Gabriella Karefa-Johnson: « Je n’avais jamais vu une femme en surpoids dans les hautes sphères de la mode »

La créatrice Gabriella Karefa-Johnson, dans les rues de Paris durant la fashion week d'octobre 2022 © SDP

Gabriella Karefa-Johnson est l’une des plus grandes stylistes de sa génération. Noire et de grande taille, elle met son talent au service de l’inclusion. Ce printemps, elle fait ses débuts en tant que créatrice avec une collection capsule pour Max Mara Weekend.

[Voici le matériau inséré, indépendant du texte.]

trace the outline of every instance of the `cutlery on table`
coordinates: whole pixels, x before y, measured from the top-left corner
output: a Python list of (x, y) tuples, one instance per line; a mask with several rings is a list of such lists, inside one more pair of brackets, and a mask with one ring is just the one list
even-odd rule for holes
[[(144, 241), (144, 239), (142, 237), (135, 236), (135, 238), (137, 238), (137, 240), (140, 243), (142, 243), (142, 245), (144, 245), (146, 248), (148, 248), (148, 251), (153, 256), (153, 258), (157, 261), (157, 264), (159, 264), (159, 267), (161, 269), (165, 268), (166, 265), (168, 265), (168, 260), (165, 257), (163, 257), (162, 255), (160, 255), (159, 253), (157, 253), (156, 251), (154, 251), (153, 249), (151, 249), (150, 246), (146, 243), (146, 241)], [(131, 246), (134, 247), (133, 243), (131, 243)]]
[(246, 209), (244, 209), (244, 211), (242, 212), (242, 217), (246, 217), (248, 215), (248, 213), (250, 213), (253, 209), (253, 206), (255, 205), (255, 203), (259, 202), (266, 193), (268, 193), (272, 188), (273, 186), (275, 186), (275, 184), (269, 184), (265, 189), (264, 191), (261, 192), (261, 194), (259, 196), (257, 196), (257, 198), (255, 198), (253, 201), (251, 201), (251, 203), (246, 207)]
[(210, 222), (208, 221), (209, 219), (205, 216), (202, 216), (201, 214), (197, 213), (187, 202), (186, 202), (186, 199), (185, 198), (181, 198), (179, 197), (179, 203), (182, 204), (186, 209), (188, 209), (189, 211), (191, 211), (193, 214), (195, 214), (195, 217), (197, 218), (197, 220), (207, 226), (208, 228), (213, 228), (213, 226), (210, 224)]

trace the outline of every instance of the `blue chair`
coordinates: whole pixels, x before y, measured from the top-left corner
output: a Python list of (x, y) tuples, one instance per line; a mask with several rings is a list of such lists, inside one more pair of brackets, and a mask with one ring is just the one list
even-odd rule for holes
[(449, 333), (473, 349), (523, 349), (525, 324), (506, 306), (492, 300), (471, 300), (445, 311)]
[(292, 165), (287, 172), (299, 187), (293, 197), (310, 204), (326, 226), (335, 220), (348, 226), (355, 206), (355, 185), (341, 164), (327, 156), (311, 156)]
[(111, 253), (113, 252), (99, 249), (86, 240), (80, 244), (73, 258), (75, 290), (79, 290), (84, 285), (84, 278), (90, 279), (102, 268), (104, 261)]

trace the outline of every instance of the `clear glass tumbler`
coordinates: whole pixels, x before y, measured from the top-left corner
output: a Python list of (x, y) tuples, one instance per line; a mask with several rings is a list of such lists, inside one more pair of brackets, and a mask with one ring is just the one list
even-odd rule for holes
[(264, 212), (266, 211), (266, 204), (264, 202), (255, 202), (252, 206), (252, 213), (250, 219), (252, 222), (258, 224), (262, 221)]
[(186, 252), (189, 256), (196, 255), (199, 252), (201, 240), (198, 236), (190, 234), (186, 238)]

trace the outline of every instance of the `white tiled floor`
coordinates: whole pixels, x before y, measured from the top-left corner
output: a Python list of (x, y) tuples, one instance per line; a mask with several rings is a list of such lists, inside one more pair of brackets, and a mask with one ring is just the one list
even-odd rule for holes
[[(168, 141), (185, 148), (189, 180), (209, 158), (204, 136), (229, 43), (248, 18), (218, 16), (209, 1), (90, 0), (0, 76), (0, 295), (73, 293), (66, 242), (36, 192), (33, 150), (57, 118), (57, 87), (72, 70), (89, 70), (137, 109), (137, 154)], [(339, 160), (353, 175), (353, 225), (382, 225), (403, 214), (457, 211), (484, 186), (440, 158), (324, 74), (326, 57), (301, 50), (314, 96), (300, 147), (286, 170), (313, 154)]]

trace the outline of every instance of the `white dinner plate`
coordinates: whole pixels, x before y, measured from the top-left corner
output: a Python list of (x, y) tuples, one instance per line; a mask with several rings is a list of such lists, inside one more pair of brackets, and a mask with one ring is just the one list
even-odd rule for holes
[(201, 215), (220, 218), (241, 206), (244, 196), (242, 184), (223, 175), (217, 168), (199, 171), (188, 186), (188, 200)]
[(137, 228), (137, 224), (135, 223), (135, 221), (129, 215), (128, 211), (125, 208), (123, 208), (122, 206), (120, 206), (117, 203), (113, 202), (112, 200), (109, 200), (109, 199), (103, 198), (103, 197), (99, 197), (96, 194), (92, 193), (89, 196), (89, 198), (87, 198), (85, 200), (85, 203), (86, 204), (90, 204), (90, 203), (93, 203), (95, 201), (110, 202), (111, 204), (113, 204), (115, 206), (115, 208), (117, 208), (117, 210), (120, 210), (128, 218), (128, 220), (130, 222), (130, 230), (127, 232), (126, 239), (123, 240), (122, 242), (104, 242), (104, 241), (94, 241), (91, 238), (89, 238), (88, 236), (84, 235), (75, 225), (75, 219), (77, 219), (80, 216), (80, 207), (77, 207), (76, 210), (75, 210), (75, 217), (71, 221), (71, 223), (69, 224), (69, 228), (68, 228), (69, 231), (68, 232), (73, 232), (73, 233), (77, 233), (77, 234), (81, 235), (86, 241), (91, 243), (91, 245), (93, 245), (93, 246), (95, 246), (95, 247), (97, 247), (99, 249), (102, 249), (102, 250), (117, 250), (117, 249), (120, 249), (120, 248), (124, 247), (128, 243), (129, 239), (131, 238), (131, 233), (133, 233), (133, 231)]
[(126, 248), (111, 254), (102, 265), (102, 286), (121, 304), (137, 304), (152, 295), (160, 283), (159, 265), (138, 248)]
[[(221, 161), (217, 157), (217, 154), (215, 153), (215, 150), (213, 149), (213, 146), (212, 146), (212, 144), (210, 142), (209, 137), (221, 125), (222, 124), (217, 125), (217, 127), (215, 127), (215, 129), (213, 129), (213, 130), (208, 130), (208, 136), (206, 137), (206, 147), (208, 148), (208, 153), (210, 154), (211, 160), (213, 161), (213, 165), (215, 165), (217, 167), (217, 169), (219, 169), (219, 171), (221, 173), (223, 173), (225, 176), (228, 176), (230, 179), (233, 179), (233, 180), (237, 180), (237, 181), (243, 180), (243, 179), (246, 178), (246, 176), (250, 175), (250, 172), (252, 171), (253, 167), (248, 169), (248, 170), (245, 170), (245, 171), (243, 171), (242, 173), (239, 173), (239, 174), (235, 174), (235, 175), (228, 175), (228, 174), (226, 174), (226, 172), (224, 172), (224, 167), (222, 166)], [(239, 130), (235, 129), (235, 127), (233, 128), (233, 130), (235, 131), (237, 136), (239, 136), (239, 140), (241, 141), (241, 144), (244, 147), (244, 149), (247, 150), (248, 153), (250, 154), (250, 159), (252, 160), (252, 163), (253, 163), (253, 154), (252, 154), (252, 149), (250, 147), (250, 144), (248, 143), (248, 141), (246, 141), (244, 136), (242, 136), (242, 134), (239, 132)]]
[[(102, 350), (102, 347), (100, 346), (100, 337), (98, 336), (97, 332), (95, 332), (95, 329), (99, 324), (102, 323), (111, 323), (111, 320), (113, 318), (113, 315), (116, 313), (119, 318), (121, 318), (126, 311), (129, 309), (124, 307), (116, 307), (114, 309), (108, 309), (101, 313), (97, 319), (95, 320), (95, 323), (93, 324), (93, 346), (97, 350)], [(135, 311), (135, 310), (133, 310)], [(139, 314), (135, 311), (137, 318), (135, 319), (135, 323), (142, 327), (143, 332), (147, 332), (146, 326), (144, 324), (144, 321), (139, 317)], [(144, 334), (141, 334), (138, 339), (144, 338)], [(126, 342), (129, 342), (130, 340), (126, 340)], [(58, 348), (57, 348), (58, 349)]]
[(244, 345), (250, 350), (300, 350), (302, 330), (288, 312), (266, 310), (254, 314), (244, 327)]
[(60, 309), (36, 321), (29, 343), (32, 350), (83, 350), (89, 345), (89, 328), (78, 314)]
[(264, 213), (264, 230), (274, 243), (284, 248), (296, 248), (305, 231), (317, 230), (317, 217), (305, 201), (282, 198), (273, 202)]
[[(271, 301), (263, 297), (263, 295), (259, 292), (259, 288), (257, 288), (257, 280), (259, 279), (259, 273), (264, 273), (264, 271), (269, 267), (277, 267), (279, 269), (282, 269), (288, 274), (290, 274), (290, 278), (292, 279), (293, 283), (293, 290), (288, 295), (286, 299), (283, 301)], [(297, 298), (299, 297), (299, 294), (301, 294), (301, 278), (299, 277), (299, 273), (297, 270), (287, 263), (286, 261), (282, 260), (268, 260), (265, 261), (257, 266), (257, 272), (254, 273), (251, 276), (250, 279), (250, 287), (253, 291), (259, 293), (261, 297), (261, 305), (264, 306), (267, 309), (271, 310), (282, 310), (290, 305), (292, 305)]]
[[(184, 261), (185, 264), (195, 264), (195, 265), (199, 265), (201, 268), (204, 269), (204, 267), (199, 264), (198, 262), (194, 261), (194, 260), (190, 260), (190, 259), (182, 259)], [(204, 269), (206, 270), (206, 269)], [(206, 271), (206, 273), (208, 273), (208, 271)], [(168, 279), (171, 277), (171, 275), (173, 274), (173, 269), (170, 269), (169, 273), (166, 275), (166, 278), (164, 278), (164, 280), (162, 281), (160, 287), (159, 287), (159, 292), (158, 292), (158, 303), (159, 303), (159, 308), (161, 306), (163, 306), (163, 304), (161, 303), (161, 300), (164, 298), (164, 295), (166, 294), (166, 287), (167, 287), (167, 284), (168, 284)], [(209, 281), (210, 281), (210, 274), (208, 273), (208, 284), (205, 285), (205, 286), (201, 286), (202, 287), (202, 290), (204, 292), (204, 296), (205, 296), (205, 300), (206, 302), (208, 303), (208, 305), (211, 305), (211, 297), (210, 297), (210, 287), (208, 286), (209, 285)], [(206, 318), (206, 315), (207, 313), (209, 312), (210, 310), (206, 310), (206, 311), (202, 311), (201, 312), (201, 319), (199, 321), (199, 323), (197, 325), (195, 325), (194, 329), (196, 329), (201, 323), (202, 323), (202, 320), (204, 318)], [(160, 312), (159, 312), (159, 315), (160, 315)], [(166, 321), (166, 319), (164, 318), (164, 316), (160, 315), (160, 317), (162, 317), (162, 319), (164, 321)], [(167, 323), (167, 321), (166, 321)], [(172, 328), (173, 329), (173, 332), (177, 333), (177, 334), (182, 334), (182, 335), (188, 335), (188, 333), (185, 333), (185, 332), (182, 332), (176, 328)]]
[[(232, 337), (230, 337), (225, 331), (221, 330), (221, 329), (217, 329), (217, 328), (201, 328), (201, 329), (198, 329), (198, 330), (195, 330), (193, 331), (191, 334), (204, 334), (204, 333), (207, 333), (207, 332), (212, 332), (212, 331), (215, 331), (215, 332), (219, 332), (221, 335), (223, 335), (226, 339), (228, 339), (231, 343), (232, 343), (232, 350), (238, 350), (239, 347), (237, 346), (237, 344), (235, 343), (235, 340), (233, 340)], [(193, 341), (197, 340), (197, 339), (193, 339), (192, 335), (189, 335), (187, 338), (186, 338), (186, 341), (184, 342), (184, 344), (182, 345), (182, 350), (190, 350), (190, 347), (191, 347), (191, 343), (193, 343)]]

Ce matin-là, à Milan, lorsque nous la rencontrons, nous sommes frappés par l’enthousiasme et la douceur qu’elle dégage, sans prétention. Gabriella Karefa-Johnson est noire, de grande taille, et donc à l’aise dans une industrie de la mode qui essaie, parfois avec difficulté, de devenir plus inclusive et plus diverse. En janvier de l’année dernière, elle a été la première styliste noire à se voir attribuer une couverture par Vogue, un portrait du modèle Paloma Elesser. Suivies de photos avec la vice-présidente Kamala Harris, sa grande amie Gigi Hadid, l’actrice Selena Gomez et la poétesse Amanda Gorman. Sans oublier la première couverture de Vogue US avec une femme transgenre, Ariel Nicholson. Et une Billie Eilish inhabituellement déshabillée pour Vanity Fair.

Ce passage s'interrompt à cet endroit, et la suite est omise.